Some People Are Definitely Losing Their Jobs Because of AI (the Ones Building it)

AI might be coming for our jobs, but capitalist pressures appear to be coming for the people responsible for developing AI. Wired reported over 200 people working on Google’s AI products, including its chatbot Gemini and the AI Overviews it displays in search results, were recently laid off—joining the ranks of unfortunate former employees of xAI and Meta, who have also been victims of “restructuring” as companies that poured billions of dollars into AI development are trying to figure out how to make that money back.
Per Wired, most of the people working on Google’s AI products were contractors rather than Google employees. Many worked at GlobalLogic, a software development company owned by Hitachi. According to the report, most of the GlobalLogic workers who got cut off from Google were working as raters, working to ensure the quality of AI responses. Most are based in the US, work with English-language content, and many have a master’s or a PhD in their field of expertise.
At least some workers hit by this layoff were told the cuts were the result of a “ramp-down” on the project, but at least a few workers seem skeptical of that reason. Some believe the cuts may be related to worker protests over pay and job security concerns, per Wired. The publication also reported that documents from GlobalLogic indicate the company may be using human raters to train a system that can automate the rating process, which would leave AI to moderate AI.

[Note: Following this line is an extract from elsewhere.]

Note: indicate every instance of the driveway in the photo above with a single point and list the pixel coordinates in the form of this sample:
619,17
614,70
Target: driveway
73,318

The folks tasked with tightening up Google’s AI outputs are far from the only ones in the industry getting squeezed. According to Business Insider, Elon Musk’s xAI recently laid off at least 500 workers who were tasked with doing data annotation. The layoffs appear to be a part of a shuffling of efforts within the company, which is moving away from “generalist” data annotators and ramping up its “specialists.” Given that Google just cut contractors who would likely fall under that “specialist” label, it probably feels a bit precarious out there.
It’s been a tough go for people who are actually handling the data that feeds AI tools. Shortly after Meta invested in data labeling firm Scale AI, the company cut 14% of its staff, including 200 full-timers and about 500 contractors. Meta itself is reportedly looking seriously at downsizing its AI department as it keeps shifting priorities and trying to figure out how to get a leg up in the AI race.
It’s also hard not to look at the layoffs of lower-level workers and contractors without thinking about the multi-million dollar job offers being thrown at AI specialists to secure their talents, but this tends to be how things go: the people doing the grunt work that must be done to keep the gears turning are considered replaceable while more and more money flows to the top to people who no one really knows what they do, but they make a lot of money so it must be important.